You can create as many "mounting operation" as you wish and load them when you log on. Simple and efficient.
Network card
It is supposed to be Gigabit on the Mac mini but, it's 100Mb/s 90% of the time and Gigabit only 10%. Log indicate "2 Pair Downshift detected" and switch to 100Mb/s. It seems that this is a known problem with Yukon chipsets. It's usually when the cable is bad but I tried 3 different switches and 6 different cables, so I suspect the problem being somewhere else. I'll have to contact Apple support. Which actually is annoying because they seem to do everything over the phone only. What's wrong with a web/email based technical support? Not sexy enough??
Printing
Printing quality on my old HP 930c was awful. Rastering problem I presumed. When the same printer is used from Linux or Windows the quality is good.
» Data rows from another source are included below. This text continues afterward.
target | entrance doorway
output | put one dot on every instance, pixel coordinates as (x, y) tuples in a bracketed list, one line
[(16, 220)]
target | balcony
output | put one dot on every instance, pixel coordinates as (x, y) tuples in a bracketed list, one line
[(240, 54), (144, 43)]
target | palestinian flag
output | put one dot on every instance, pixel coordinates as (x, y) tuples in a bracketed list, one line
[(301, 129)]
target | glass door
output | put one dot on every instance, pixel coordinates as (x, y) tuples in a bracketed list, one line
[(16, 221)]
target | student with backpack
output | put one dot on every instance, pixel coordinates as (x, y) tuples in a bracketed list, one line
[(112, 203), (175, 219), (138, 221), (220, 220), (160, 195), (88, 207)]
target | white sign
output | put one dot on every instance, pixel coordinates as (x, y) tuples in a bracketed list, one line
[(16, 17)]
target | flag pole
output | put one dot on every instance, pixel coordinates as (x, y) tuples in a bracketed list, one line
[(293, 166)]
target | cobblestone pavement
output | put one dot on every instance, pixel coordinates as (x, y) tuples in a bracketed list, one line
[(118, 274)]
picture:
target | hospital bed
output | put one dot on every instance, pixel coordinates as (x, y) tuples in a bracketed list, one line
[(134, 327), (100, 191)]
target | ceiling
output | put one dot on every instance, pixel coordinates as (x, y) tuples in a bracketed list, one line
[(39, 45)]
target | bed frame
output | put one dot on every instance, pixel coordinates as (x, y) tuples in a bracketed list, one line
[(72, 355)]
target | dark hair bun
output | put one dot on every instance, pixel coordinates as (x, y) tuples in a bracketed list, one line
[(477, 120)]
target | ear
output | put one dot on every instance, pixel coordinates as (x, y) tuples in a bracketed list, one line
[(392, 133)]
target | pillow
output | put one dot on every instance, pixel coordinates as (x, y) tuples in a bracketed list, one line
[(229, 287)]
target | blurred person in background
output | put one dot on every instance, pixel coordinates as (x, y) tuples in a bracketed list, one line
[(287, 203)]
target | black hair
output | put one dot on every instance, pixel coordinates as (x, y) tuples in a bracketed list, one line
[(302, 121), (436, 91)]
I might have found the explanation on the Gutenprint release notes:
Version 5.1.3 is the one shipped with Leopard.
"5.1.4 -> Fixed an issue in Mac OSX 10.5.x (Leopard) where the printing system was not obtaining the proper resolution from the Print Quality setting and was defaulting to the lowest printer resolution found."
Easy fix? No because this new release also has another entry: "removed support for most HP Business Inkjet, DeskJet, Photosmart, OfficeJet, and Color LaserJet printers"
In short, once again a proof of the "Mac? It's just doesn't work" motto ! :-(
The fix is to create a postscript printer pointing to the Linux Gutenprint (not buggy this one) which in turns send it to the print server!
Temporary conclusion
Mac OS works well as long as you don't expect more than a fancy GUI and you use latest Apple hardware.
Still a bit too much "It's the way WE decided and YOU the user have to take it or leave it" for my liking.
It has improved a lot but there is still a long road to enlightenment.
That's said, the photographic workflow (using both Mac and Linux) is taking shape... The pipeline is just a bit dry due to too much time spent doing IT!